Zum Abschluss unseres Lungenkarzinom-Schwerpunkts hat unsere Redaktion noch einige Highlights des European Lung Cancer Congress (ELCC) 2022, der Ende März/Anfang April 2022 stattfand, für Sie zusammengestellt.
Hinweisen möchte ich an dieser Stelle auch auf das Interview mit Mathias Heikenwälder. Es widmet sich einer wichtigen Thematik, die schon seit Längerem bekannt ist, die aber bisher so gut wie keinen Eingang in therapeutische oder präventive Strategien gefunden hat: dem engen Zusammenhang zwischen chronischen Entzündungsprozessen und der Tumorentstehung bzw. -metastasierung. Mathias Heikenwälder, der die Abteilung „Chronische Entzündungen und Krebs“ am Deutschen Krebsforschungszentrum (DKFZ) in Heidelberg leitet, forscht nicht nur über entzündungsinduzierte Mechanismen der Tumorgenese und Metastasierung insbesondere in der Leber, sondern entwickelt in enger Zusammenarbeit mit Kliniken neue Modelle und Therapieansätze. Seine herausragende Forschungstätigkeit wurde soeben mit dem Deutschen Krebspreis 2022 in der Kategorie „Experimentelle Forschung“ ausgezeichnet. Im Gespräch mit unserer Redaktion spricht der Naturwissenschaftler über seine Forschungsdaten, die Problematik klassischer Tumortherapien sowie innovative Strategien zur Prävention und Behandlung von Tumor-erkrankungen.
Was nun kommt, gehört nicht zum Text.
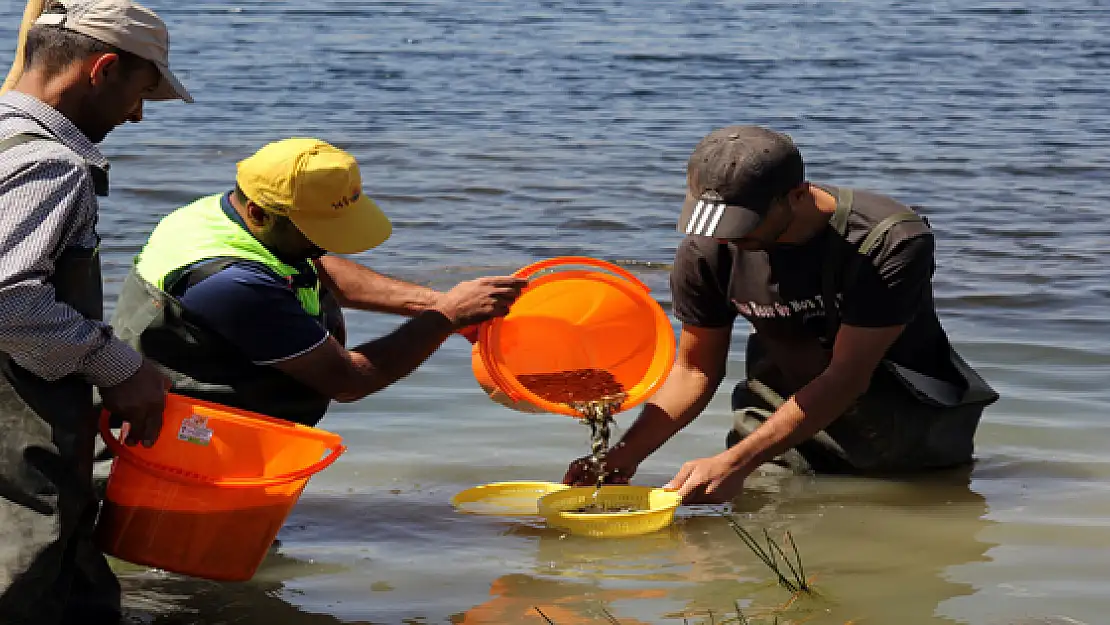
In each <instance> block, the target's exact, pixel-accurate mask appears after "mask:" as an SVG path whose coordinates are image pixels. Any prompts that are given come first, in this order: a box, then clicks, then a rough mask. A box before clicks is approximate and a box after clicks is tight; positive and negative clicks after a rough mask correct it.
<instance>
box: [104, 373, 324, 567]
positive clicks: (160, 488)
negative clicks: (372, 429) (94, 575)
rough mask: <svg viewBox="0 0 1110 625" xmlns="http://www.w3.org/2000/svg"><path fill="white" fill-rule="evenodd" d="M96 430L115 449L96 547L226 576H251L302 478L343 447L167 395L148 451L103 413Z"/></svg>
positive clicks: (206, 406) (228, 408) (271, 537)
mask: <svg viewBox="0 0 1110 625" xmlns="http://www.w3.org/2000/svg"><path fill="white" fill-rule="evenodd" d="M100 433H101V436H103V438H104V443H105V444H107V445H108V447H109V448H110V450H111V451H112V452H113V453H114V454H115V460H114V461H113V462H112V471H111V474H110V475H109V478H108V491H107V494H105V497H104V505H103V508H101V512H100V518H99V520H98V523H97V543H98V544H99V545H100V547H101V548H102V550H103V551H104V553H107V554H109V555H112V556H115V557H118V558H120V560H124V561H128V562H132V563H134V564H142V565H147V566H153V567H157V568H162V569H164V571H170V572H173V573H180V574H182V575H191V576H194V577H204V578H208V579H220V581H231V582H242V581H246V579H250V578H251V577H253V576H254V572H255V571H258V568H259V565H261V564H262V561H263V558H265V555H266V552H268V551H269V550H270V545H271V544H272V543H273V540H274V537H275V536H276V535H278V531H279V530H280V528H281V526H282V524H283V523H284V522H285V517H286V516H287V515H289V513H290V511H291V510H292V508H293V506H294V505H295V504H296V501H297V500H299V498H300V496H301V492H302V491H303V490H304V486H305V485H306V484H307V483H309V478H310V477H311V476H312V475H313V474H315V473H317V472H320V471H322V470H324V468H325V467H327V466H329V465H331V464H332V463H333V462H335V461H336V460H337V458H339V456H340V455H341V454H342V453H343V452H344V451H346V447H344V446H343V444H342V440H341V438H340V436H337V435H335V434H332V433H330V432H324V431H323V430H317V429H314V427H307V426H304V425H299V424H294V423H290V422H286V421H281V420H276V419H272V417H269V416H264V415H261V414H256V413H252V412H246V411H241V410H236V409H232V407H229V406H222V405H218V404H213V403H210V402H203V401H200V400H193V399H191V397H185V396H182V395H178V394H173V393H171V394H170V395H169V396H168V397H166V404H165V413H164V416H163V421H162V433H161V435H160V436H159V438H158V442H157V443H154V445H153V446H151V447H150V448H147V447H142V446H134V447H129V446H124V445H123V444H122V443H120V441H119V440H117V438H115V437H114V436H113V435H112V432H111V430H110V429H109V414H108V413H107V412H105V413H104V414H102V415H101V417H100ZM325 454H326V455H325Z"/></svg>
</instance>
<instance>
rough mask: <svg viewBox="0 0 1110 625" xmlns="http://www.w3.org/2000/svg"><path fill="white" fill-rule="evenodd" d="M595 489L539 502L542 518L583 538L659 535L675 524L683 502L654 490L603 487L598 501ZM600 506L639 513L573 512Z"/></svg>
mask: <svg viewBox="0 0 1110 625" xmlns="http://www.w3.org/2000/svg"><path fill="white" fill-rule="evenodd" d="M596 490H597V488H596V487H595V486H577V487H573V488H563V490H561V491H556V492H553V493H549V494H547V495H544V496H543V497H541V498H539V514H541V515H542V516H543V517H544V518H546V520H547V524H548V525H551V526H552V527H556V528H558V530H563V531H565V532H569V533H571V534H576V535H579V536H593V537H595V538H613V537H619V536H638V535H640V534H649V533H652V532H658V531H659V530H663V528H664V527H667V526H668V525H670V524H672V523H673V522H674V520H675V510H676V508H677V507H678V504H679V503H680V500H679V498H678V493H676V492H673V491H664V490H663V488H653V487H650V486H618V485H613V486H602V490H601V492H599V493H597V498H594V492H595V491H596ZM592 503H597V504H601V505H604V506H612V507H618V506H630V507H635V508H638V510H637V511H636V512H614V513H577V512H569V511H572V510H577V508H581V507H583V506H586V505H589V504H592Z"/></svg>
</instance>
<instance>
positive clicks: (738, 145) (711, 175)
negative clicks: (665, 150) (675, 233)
mask: <svg viewBox="0 0 1110 625" xmlns="http://www.w3.org/2000/svg"><path fill="white" fill-rule="evenodd" d="M803 182H805V168H804V165H803V162H801V153H800V152H799V151H798V148H797V147H796V145H795V144H794V141H791V140H790V138H789V137H787V135H786V134H783V133H780V132H775V131H773V130H768V129H766V128H760V127H756V125H729V127H726V128H720V129H717V130H714V131H713V132H710V133H709V134H707V135H706V137H705V139H703V140H702V141H700V142H699V143H698V144H697V147H696V148H694V153H693V154H690V158H689V162H688V163H687V165H686V202H685V203H684V204H683V212H682V215H680V216H679V218H678V232H682V233H684V234H695V235H700V236H713V238H715V239H740V238H744V236H746V235H747V234H748V233H750V232H751V231H753V230H755V228H756V226H757V225H759V222H760V221H763V218H764V216H765V215H766V214H767V211H768V209H770V203H771V201H773V200H774V199H775V198H778V196H781V195H783V194H785V193H786V192H787V191H789V190H790V189H794V188H795V187H797V185H798V184H801V183H803Z"/></svg>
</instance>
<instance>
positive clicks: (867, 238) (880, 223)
mask: <svg viewBox="0 0 1110 625" xmlns="http://www.w3.org/2000/svg"><path fill="white" fill-rule="evenodd" d="M852 200H854V194H852V192H851V189H837V196H836V212H834V213H833V218H831V219H829V225H831V226H833V230H835V231H836V233H837V234H838V235H839V236H829V239H828V241H829V242H828V248H827V250H826V253H825V265H824V266H823V268H821V269H823V272H821V293H823V295H821V298H823V299H824V300H825V340H826V342H827V343H828V345H827V346H829V347H831V346H833V343H834V341H835V340H836V333H837V330H838V329H839V327H840V309H839V305H838V303H837V296H836V294H837V278H838V276H839V275H840V268H841V265H842V260H844V256H842V254H841V253H840V250H839V245H838V240H839V239H842V238H844V236H845V234H846V233H847V231H848V215H850V214H851V204H852ZM907 221H922V219H921V216H920V215H918V214H917V213H915V212H914V211H900V212H897V213H895V214H892V215H890V216H888V218H886V219H884V220H882V221H880V222H879V223H877V224H875V226H874V228H871V230H870V232H868V233H867V236H865V238H864V241H862V243H860V244H859V253H860V254H864V255H865V256H866V255H868V254H870V253H871V252H872V251H875V248H876V245H878V244H879V242H880V241H882V238H884V236H886V234H887V232H889V231H890V229H891V228H894V226H895V225H898V224H899V223H904V222H907Z"/></svg>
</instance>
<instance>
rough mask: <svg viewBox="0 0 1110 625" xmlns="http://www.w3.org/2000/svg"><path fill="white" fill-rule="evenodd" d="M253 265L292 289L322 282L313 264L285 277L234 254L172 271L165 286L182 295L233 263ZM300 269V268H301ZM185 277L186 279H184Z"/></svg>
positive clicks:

Abschließend möchte ich Sie auf den neuen Beitrag unserer erfolgreichen Serie „Vom Biomarker zur Therapie“ aufmerksam machen, die nunmehr bereits im dritten Jahr läuft. Im aktuellen Beitrag stellen Ihnen Christian Jackisch und Axel S. Merseburger Multigenpanels vor, die als Prognosetools beim Mamma- und Prostatakarzinom eingesetzt werden können. Diese Panels tragen dazu bei, Behandlungsstrategien zu individualisieren, um Patient:innen in frühen Tumorstadien mit adäquaten adjuvanten Therapien zu versorgen. So können Über- und Untertherapien vermieden werden.